I have noticed many parallels between the novel and myself as it has impacted me and has been able to relate to The Chosen greatly. As both Danny and Reuven struggle to find themselves in this world, religion and society come into question.
The boys first meet at a softball game where they are on opposing teams. The two teams have a rivalry based on their different religious beliefs. Danny is a Hasidic Jew and Reuven being a traditional Orthodox Jew. The Hasidic Jews are very strict with their values within the religion and live a more traditional lifestyle that consists of dressing a certain way, the men having earlocks, devoting themselves to G-d, and falling into tradition with each generation that goes back centuries.
The traditional Orthodox Jews still devote themselves to G-d but have a more modern approach to life. They can have conventional jobs whereas most Hasidic boys are told to be rabbis from the day they are born and the girls are told to be housewives. Reuven’s father, an Orthodox Jew as well as Reueven announced “What annoyed him was their fanatic sense of righteousness, their absolute certainty that they and they alone had God’s ear, and every other Jew was wrong, totally wrong, a sinner, a hypocrite, an apikoros, and doomed, therefore, to burn in hell” (Potok 24).
As shown in the quote above, the Orthodox Jews feel as if the Hasidic Jews think they are better than everyone else. Although they are technically the same religion, the traditional Orthodox Jews and Hasidic Jews have some different values including how they live their lives, what they do in regards to worshipping G-d, etc. The two boys become fast friends after the game and their friendship lasts throughout the entirety of the novel. The boys encounter many problems that question the way they want to live their lives but in the end, the two break the standards for both ways of life by Danny, the Hasidic Jew becoming a Psychologist, and Reuven, the Orthodox Jew becoming a Rabbi.
In the Jewish religion, there are many rules and guidelines that the Jewish people follow. Whether it be eating kosher, observing Shabbat, going to the synagogue every week, or lighting the candles every Friday night the boys in the novel express the traditional Jewish lifestyle and what it entails.
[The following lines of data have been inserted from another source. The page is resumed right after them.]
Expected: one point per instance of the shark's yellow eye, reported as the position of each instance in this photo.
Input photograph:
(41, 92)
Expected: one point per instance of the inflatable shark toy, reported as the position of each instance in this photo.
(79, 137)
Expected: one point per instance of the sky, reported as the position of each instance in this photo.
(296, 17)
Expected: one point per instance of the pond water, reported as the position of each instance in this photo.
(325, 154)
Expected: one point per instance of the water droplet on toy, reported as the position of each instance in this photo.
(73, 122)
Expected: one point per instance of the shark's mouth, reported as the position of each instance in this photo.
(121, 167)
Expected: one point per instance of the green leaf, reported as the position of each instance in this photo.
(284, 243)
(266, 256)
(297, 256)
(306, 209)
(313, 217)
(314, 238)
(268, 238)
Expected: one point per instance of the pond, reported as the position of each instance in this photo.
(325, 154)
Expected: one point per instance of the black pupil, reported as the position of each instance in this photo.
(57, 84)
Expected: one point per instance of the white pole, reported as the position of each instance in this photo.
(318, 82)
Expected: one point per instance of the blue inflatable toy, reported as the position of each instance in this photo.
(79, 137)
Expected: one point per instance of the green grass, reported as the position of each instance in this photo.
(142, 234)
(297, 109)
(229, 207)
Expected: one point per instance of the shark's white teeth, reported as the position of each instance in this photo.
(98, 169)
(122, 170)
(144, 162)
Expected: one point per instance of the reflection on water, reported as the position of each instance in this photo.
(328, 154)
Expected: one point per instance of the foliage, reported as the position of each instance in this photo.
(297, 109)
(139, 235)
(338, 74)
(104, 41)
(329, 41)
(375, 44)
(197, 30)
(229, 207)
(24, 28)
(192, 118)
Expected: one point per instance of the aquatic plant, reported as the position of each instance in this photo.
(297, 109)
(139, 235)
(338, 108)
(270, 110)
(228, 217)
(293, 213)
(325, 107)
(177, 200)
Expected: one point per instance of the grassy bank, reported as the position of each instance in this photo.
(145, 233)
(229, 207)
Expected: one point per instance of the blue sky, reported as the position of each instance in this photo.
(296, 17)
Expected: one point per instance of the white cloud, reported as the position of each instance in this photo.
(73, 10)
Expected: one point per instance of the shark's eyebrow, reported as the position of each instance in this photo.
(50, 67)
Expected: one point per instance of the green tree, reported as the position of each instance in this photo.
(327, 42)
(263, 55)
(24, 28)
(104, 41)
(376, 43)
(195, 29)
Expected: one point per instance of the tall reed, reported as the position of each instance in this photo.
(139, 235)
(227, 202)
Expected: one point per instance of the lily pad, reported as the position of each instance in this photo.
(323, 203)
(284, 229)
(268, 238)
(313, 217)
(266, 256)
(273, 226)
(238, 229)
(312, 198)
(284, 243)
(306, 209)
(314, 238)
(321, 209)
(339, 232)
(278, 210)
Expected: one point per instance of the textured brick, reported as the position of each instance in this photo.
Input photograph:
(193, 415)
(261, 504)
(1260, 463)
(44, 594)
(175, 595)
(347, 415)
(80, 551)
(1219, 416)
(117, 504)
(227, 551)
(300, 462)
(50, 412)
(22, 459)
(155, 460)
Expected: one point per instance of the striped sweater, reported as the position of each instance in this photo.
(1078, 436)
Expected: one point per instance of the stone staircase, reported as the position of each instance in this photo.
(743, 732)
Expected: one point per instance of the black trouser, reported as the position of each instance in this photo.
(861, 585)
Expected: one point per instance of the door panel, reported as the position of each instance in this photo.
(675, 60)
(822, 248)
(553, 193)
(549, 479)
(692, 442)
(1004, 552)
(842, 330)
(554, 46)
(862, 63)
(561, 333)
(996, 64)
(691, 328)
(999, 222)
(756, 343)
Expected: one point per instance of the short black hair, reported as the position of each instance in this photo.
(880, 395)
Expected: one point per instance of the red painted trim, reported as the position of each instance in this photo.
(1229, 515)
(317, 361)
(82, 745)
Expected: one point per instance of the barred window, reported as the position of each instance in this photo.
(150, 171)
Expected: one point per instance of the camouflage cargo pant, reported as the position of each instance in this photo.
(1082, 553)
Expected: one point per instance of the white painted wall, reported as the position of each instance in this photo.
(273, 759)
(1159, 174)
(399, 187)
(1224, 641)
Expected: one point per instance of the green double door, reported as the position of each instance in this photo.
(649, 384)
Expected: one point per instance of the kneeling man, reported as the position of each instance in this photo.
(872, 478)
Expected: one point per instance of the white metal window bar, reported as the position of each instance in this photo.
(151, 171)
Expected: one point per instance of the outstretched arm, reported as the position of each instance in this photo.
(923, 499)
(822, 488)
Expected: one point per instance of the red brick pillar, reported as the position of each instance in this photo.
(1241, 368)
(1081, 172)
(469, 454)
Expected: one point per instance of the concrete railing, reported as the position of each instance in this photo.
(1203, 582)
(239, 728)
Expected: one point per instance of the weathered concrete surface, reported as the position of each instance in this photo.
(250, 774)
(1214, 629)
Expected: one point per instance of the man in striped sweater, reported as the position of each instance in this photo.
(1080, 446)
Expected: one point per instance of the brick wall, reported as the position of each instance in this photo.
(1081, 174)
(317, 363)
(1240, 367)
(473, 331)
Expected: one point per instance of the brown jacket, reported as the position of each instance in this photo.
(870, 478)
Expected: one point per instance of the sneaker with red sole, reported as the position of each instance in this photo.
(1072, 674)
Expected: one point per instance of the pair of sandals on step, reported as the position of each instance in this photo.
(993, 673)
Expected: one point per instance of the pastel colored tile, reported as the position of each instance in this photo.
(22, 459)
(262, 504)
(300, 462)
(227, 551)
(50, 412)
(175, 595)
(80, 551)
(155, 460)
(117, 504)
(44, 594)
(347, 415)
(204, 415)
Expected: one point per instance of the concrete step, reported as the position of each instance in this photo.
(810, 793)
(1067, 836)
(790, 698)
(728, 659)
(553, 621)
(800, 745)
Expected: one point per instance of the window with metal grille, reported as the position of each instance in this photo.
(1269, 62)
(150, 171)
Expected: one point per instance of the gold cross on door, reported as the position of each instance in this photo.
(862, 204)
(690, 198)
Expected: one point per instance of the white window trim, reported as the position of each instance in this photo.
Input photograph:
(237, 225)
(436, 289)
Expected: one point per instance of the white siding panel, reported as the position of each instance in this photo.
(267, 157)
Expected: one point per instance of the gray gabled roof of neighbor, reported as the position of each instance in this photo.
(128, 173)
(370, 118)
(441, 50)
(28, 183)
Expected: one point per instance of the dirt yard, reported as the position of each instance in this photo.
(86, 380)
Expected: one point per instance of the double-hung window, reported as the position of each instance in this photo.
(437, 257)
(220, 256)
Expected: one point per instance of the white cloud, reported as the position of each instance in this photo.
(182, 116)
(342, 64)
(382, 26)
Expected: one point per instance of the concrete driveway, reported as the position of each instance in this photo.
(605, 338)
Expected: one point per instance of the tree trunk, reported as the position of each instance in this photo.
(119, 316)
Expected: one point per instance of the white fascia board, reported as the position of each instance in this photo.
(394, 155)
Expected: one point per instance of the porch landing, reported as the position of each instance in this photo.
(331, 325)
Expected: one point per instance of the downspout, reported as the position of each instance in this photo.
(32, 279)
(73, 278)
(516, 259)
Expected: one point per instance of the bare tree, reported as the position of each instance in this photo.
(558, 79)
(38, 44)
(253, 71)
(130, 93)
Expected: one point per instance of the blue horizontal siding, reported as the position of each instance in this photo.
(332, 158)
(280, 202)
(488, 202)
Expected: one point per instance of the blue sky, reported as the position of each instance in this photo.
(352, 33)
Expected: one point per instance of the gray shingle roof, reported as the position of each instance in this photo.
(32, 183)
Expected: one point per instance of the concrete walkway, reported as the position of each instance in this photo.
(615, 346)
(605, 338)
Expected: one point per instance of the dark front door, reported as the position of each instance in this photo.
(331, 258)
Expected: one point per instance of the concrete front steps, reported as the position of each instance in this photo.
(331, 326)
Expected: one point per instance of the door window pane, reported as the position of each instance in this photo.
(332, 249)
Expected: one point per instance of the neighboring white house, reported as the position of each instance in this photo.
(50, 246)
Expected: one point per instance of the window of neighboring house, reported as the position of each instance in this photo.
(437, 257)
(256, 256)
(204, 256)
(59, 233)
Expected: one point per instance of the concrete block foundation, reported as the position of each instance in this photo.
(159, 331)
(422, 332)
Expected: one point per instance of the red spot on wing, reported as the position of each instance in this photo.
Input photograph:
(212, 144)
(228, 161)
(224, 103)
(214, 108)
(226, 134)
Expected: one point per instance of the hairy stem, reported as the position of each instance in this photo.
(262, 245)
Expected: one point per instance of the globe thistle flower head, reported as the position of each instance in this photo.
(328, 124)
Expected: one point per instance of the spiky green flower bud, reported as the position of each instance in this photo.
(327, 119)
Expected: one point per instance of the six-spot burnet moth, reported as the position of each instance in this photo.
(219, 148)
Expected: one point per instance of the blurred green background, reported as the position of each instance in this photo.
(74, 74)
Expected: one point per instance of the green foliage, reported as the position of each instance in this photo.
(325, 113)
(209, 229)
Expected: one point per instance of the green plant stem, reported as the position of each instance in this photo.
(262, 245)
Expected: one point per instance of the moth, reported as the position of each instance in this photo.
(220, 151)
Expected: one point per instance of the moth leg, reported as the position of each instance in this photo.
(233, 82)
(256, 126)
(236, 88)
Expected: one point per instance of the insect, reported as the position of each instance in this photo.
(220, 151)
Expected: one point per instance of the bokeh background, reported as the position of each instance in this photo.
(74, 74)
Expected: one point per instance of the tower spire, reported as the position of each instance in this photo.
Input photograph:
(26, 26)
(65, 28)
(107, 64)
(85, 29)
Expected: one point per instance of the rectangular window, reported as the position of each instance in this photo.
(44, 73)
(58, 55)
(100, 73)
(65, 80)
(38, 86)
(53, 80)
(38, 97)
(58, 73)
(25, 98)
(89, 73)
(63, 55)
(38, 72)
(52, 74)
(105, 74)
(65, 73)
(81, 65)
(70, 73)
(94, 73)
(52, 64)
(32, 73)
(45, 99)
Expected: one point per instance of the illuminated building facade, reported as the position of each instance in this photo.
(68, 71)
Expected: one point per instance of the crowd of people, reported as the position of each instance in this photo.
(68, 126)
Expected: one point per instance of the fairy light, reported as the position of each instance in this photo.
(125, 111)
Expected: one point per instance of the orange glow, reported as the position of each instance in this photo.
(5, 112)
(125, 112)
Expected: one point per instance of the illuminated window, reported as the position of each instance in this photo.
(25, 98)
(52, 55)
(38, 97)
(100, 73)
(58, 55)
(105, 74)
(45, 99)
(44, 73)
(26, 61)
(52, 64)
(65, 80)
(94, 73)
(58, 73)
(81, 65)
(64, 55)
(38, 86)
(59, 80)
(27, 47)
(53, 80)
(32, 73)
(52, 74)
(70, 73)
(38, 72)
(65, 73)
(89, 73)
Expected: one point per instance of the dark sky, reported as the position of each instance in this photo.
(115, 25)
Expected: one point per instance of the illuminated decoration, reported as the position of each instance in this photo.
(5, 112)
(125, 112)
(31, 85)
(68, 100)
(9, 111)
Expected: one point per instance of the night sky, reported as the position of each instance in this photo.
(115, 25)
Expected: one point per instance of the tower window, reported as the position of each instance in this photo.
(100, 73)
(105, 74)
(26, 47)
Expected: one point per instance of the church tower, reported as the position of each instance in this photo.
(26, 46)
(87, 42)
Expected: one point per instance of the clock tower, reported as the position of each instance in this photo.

I can relate to this because I go to an orthodox synagogue as well as both boys, which means that the observation of each Jewish holiday, the importance of living a life devoted to G-d and being a good Jew are all emphasized more in orthodox synagogues rather than synagogues that are not so religious.
Even though my family and I do not practice the religion sacredly, I know how constricting this way of life can be. I can see many parallels between myself and the novel because of the connection that I and the boys in the novel are Jewish. We have the same customs, celebrate the same holidays, and believe in the same things. Seeing Danny and Reuven break out of the social norms that the public places on you especially the Jewish culture impacted me, empowers me, and shows if you want to do something in life you should pursue it and not listen to society and its standards.
Modern American society places many expectations on the people living in it. Whether it be having to look a certain way, act a certain way, get a specific job, or live a specific life, the status quo can be destructive for the citizens of the community. The novel speaks about these standards and how toxic they can be sometimes. “The world kills us,” he said quietly.” Ah, how the world kills us.” … “The world drinks our blood,” Reb Saunders said. “How the world makes us suffer” (Potok 190).
The expectations placed by society are practically killing the people of this world said Danny Saunders’s father, Reb Saunders. The Chosen uses the status quo of the society in Brooklyn of 1967 and explains how harmful it can be to its people.
Overall, The Chosen by Chaim Potok shows a friendship between two boys that are trying to find their way in life. As Danny Saunders and Reuven Malter grow into men throughout the novel they realize their passions and how living in the community that they are living in can be very controlling. The boy’s breakout of the societal norms and pursue their dreams, Danny becoming a psychologist and Reuven becoming a rabbi.
The novel teaches many things, as well as emphasizing society and what is wrong with it.